When the first Smoking in Pregnancy Challenge Group report was published in 2013 around 8,500 more women were smoking throughout their pregnancy than they are today. In five short years great progress has been made and many services throughout the country should be rightly proud of the quality support they now offer pregnant women in their care to quit smoking.
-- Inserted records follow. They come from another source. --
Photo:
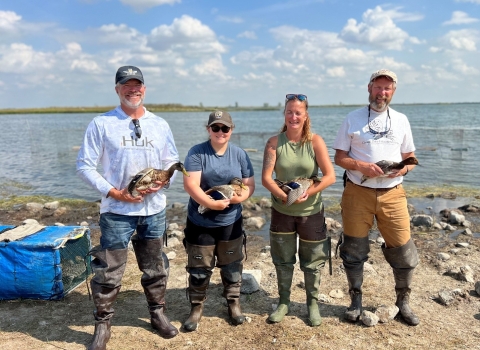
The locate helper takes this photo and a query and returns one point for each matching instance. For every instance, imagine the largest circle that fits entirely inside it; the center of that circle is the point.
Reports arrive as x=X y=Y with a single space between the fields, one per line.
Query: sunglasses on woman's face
x=216 y=128
x=299 y=97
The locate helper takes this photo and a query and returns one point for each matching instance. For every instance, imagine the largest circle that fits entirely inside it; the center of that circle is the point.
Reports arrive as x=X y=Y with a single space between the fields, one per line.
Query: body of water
x=39 y=151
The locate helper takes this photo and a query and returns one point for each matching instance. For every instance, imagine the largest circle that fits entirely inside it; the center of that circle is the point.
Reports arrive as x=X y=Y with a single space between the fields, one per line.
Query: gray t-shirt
x=217 y=170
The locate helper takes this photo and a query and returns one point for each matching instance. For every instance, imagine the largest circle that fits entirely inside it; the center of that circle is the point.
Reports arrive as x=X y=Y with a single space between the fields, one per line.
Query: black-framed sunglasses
x=299 y=97
x=216 y=128
x=137 y=128
x=380 y=134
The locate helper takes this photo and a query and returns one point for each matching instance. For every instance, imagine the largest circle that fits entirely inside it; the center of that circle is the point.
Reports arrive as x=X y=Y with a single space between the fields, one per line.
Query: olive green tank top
x=295 y=160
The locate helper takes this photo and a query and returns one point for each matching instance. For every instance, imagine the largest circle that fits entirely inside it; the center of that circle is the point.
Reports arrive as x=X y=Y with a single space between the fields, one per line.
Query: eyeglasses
x=299 y=97
x=379 y=134
x=216 y=128
x=137 y=128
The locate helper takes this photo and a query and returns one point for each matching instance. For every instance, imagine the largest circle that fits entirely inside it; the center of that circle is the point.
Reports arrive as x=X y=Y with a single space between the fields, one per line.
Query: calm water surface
x=38 y=152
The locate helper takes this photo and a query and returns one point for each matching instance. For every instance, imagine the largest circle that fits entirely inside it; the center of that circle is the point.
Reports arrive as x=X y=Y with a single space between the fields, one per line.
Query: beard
x=380 y=105
x=130 y=104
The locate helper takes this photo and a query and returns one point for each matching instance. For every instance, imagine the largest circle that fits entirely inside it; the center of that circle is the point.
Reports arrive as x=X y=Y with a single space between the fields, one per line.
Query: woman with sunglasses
x=215 y=237
x=297 y=153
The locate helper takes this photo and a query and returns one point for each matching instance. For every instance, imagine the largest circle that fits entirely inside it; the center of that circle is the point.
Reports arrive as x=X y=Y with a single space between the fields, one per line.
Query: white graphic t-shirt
x=110 y=141
x=383 y=136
And yet… the progress is not universal and the lack of ambition and action in some parts of England is holding back the rest. There is now a serious risk that the Government’s much welcomed ambition of reducing rates of smoking in pregnancy to less than 6% by 2022 will be missed as rates of smoking in pregnancy have not fallen for the last 12 months.

 

 

Challenge Review

The full Smoking in Pregnancy Challenge Group news release is below

On the morning new Government data on smoking in pregnancy is published [1] (Tuesday 3rd July 2018) the Smoking in Pregnancy Challenge Group, a coalition of health and maternity organisations, calls for bold Government action to tackle smoking in pregnancy.

 

Their new report [2] shines light on the progress towards the Government’s ambition to reduce the smoking in pregnancy rate to less than 6% by 2022 [3] and warns that unless more is done this ambition is unlikely to be met.

 

The report includes a new analysis [4] estimating the positive impact of achieving the Government’s stated ambition. It estimates that in 2022 this would mean that around 30,000 fewer women would be smoking in pregnancy. Leading to:

  • 45 – 73 fewer babies stillborn
  • 11 – 25 fewer neonatal deaths
  • 7 – 11 fewer sudden infant deaths
  • 482 – 796 fewer preterm babies and
  • 1455 – 2407 fewer babies born at a low birth weight.

 

Avoiding these tragic outcomes will only be possible if rates of smoking in pregnancy come down.

 

The report is released on the same day as official Government figures on the rates of smoking in pregnancy are due to be published. There are concerns these figures will show no change in rates of smoking among pregnant women for over a year.

 

The Challenge Group makes a number of recommendations to increase the pace of change including:

  • National action to ensure that all areas have evidence-based services and processes in place to identify, refer and support pregnant women who smoke to quit and address the large variation in performance around the country.
  • Increase support for women from disadvantaged backgrounds where smoking in pregnancy rates are highest. This should include greater use of incentive schemes, supporting women between pregnancies and providing support to fathers and other household members.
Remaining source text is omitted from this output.